Medford residents stranded on cruise ship
While their friends and neighbors back home are stockpiling necessities and monitoring the news for updates on the COVID-19 pandemic, Medford residents Claudia Dunning and Phil Samuels are stranded aboard the cruise ship Celebrity Eclipse — albeit with free Wi-Fi and complimentary beverage service — waiting to hear when they’ll step foot on dry land again.
One of a dozen cruise ships stranded at sea due to travel restrictions imposed worldwide, the Celebrity Eclipse left Buenos Aires, Argentina, March 1, headed around the Horn to Chile.
Initially on a two-week voyage, the ship was denied entry at its final port of call, in San Antonio, Chile, when an elderly British man on another ship tested positive for coronavirus.
Dunning, 66, and Samuels, 77, left the Rogue Valley Feb. 29 for Buenos Aires, and said they were set to return March 15, a day their ship spent in a virtual standoff with the Chilean government.
While some stranded ships have reported passengers with flu-like symptoms, or even some who have tested positive for COVID-19, Dunning said none of the 2,800 passengers aboard the Eclipse have been reported being sick.
Dunning, who lived in Uruguay from age 10 to 13 — Dunning’s father was a liaison to the Uruguayan Air Force — said chatter about the coronavirus was still pretty minimal when the couple left for their cruise to visit places she had visited during her childhood.
“We heard a little bit about the virus before we left but figured we were going to the “fin del mundo,” the end of the world, so no problems right?
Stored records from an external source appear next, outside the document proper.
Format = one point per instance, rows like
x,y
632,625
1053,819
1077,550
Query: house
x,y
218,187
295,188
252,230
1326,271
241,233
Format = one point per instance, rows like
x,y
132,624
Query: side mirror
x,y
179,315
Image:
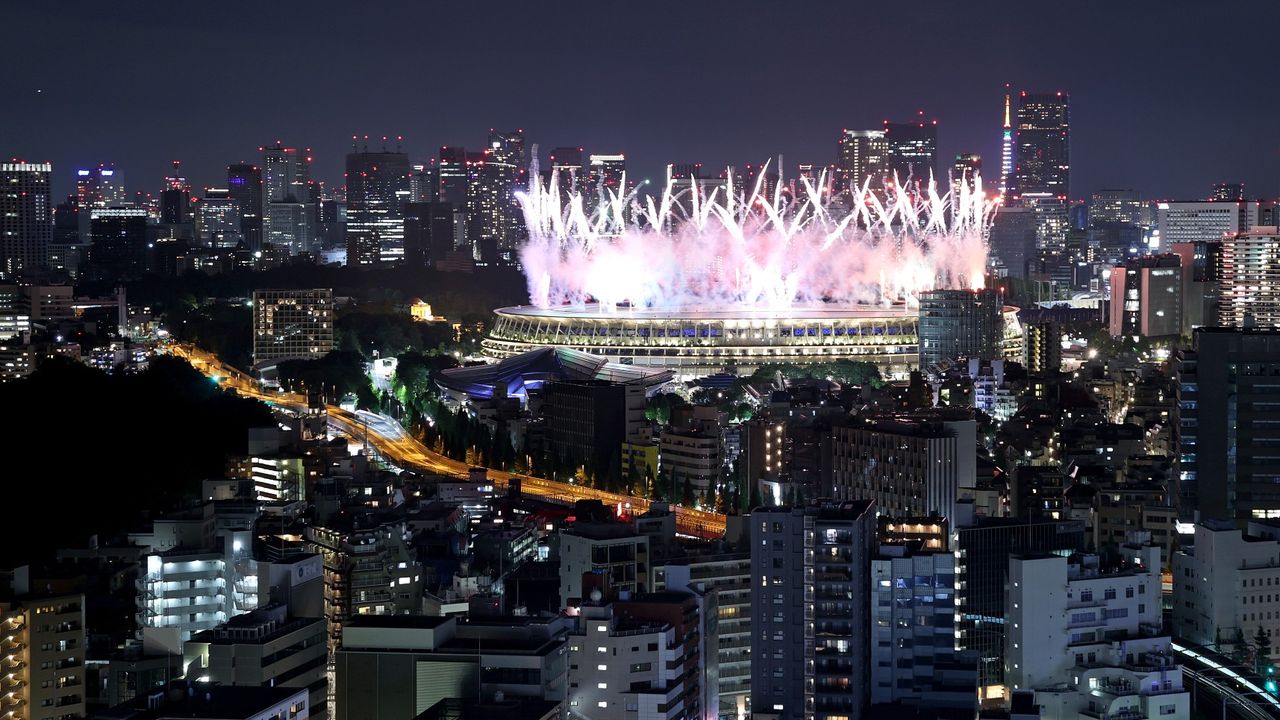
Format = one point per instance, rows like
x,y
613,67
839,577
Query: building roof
x,y
530,370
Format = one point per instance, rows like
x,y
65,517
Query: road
x,y
1235,692
405,451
Wrong,” said Dunning, who retired to Medford seven years ago with Samuels.
Dunning, who communicated with the Mail Tribune primarily via text, said the trip was “smooth sailing” until they arrived in Chile and were refused entry.
“From 6:35 a.m. Sunday morning through 3 p.m. we were denied entry into Chile. At 3:15, our luggage was returned to our cabins. We have no reported illness or quarantine. Provisions and fuel were supposed to be provided Monday,” Dunning reported.
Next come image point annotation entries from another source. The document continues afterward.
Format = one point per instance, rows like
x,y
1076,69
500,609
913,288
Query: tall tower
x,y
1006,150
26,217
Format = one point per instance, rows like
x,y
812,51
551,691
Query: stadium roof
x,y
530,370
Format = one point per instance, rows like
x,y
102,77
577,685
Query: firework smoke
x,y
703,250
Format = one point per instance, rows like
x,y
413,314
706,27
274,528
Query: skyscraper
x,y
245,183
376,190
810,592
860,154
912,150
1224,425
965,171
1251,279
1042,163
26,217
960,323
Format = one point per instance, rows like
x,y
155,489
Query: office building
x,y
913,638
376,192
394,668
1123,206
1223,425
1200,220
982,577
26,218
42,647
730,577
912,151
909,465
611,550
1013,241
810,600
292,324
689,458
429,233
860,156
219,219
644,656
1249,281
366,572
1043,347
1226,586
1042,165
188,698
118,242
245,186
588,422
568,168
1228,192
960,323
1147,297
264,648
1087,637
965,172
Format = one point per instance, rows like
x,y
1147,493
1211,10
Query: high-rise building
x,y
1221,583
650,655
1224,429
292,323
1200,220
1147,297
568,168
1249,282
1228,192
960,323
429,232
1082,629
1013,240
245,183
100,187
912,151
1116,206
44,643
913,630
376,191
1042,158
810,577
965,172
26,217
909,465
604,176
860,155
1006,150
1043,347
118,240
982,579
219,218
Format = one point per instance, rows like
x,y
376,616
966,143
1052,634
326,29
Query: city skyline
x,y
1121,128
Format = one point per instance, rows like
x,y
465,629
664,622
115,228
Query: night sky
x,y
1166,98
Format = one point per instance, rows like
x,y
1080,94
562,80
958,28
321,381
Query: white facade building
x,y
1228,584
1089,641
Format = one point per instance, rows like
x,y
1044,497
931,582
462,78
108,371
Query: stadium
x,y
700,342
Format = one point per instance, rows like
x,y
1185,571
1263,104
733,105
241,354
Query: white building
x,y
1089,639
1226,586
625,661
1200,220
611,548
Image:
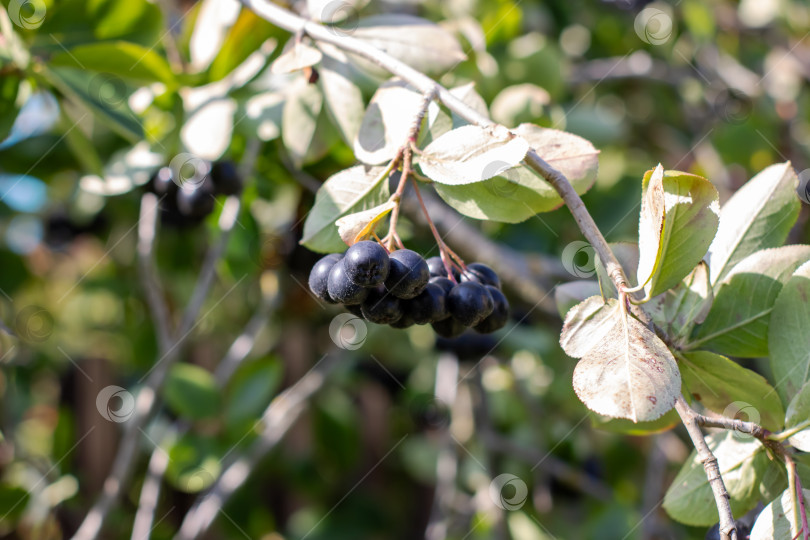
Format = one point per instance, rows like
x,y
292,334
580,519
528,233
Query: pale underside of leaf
x,y
422,44
626,371
358,226
297,56
519,193
344,99
651,224
387,122
471,154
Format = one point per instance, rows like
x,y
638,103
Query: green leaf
x,y
727,388
88,90
627,255
387,122
780,519
788,335
679,309
422,44
520,193
756,217
343,97
626,371
567,295
692,214
471,154
244,38
250,390
349,191
742,464
191,392
737,324
194,464
120,58
797,419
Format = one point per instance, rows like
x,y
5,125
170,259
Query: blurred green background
x,y
717,88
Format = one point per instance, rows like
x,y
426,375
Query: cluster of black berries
x,y
403,289
188,200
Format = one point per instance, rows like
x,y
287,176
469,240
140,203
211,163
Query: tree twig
x,y
147,230
728,530
293,23
159,462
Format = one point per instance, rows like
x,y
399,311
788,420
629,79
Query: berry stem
x,y
444,252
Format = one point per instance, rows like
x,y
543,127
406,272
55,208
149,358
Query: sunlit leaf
x,y
349,191
756,217
718,383
387,122
788,337
737,324
471,154
520,193
626,371
422,44
360,225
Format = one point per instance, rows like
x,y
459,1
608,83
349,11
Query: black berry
x,y
405,321
226,178
367,263
408,274
319,276
341,288
448,328
196,200
469,303
481,273
381,307
436,267
444,283
427,306
500,312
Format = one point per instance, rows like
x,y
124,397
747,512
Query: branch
x,y
690,419
277,420
159,462
295,24
147,397
446,388
147,228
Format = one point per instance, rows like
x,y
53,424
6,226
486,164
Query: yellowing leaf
x,y
360,225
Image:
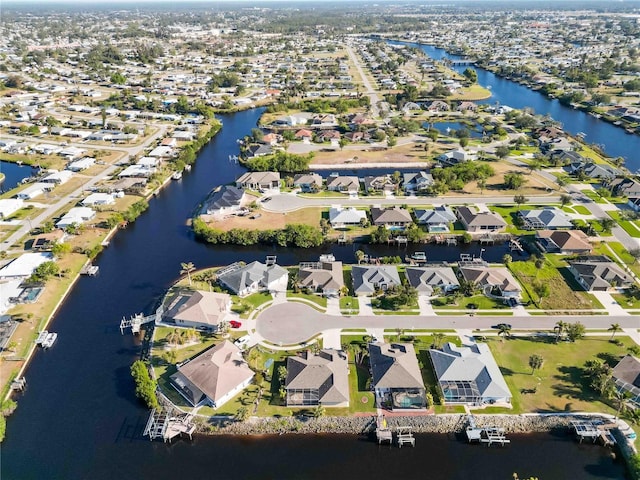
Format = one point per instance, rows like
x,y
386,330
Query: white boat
x,y
49,340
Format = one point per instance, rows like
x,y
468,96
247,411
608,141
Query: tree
x,y
520,200
535,362
187,268
614,328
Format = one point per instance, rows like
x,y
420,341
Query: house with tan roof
x,y
318,379
396,375
213,377
197,309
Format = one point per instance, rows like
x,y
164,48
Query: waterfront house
x,y
391,217
469,375
494,281
213,377
340,217
369,279
318,379
396,376
224,200
563,241
416,182
437,219
254,277
259,181
550,218
323,277
626,375
75,216
343,183
426,280
475,221
599,273
197,309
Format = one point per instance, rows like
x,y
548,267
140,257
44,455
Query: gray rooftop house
x,y
368,279
318,379
436,219
426,279
255,277
397,379
599,273
469,375
549,218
“At 3:42 p.m. Monday, captain asked for disembarkation forms. At 9:08 p.m., still no go. At 12:25 this morning, the captain “Super Captain Leo,” as he has become known, announced we were going back to Valparaiso, Chile, to get fuel and provisions.
He also announced we would head for San Diego. It will take 10 days minimum.”
Dunning said negotiations between the ship and the outside world included Chilean port authorities, the minister of foreign affairs, Chilean President Sebastián Piñera, the U.S. Embassy in Santiago and the Department of State.
By Wednesday night, refueling had been completed and the ship was docked at Valparaiso, set to have provisions loaded throughout the night. Dunning said the couple were more concerned about life after the cruise than their remaining time on the ship as they’ve monitored news reports about the virus.
“There had been no quarantines, no concerns at any port. We got off the ship everywhere we wanted. My favorite was Montevideo, Uruguay, as I’d lived there. The only place we couldn’t get off was the final port of call, San Antonio,” she said.
Dunning said Celebrity Cruise officials were working to ensure the nearly 3,000 passengers would have accommodations to complete their journey home. Passengers hail from various countries and were not all originally planning to complete their trip at the port of San Diego.
As of Wednesday night, a dozen ships around the globe were working to get passengers home and find places to dock. Only some had reports of sick passengers. Guests aboard the Silver Shadow, operated by Silversea and docked in Brazil, reported two guests had been medically disembarked — one testing positive for COVID-19.
Four passengers and one crew member from the MS Braemar, permitted to dock in Cuba Wednesday, tested positive for the virus, and some 20 passengers and 20 crew were isolated due to influenza-like symptoms.
Dunning said passengers aboard the Eclipse were enjoying their final 10 days before joining the rest of the world as it grapples with a new normal.
“We are concerned about coming home, but it’s 10 days out. For now, we are as safe, secure and as comfortable as can be,” she said.
“The energy on board has been amazing. And everyone is so happy to be staying on board rather than going to an airport!”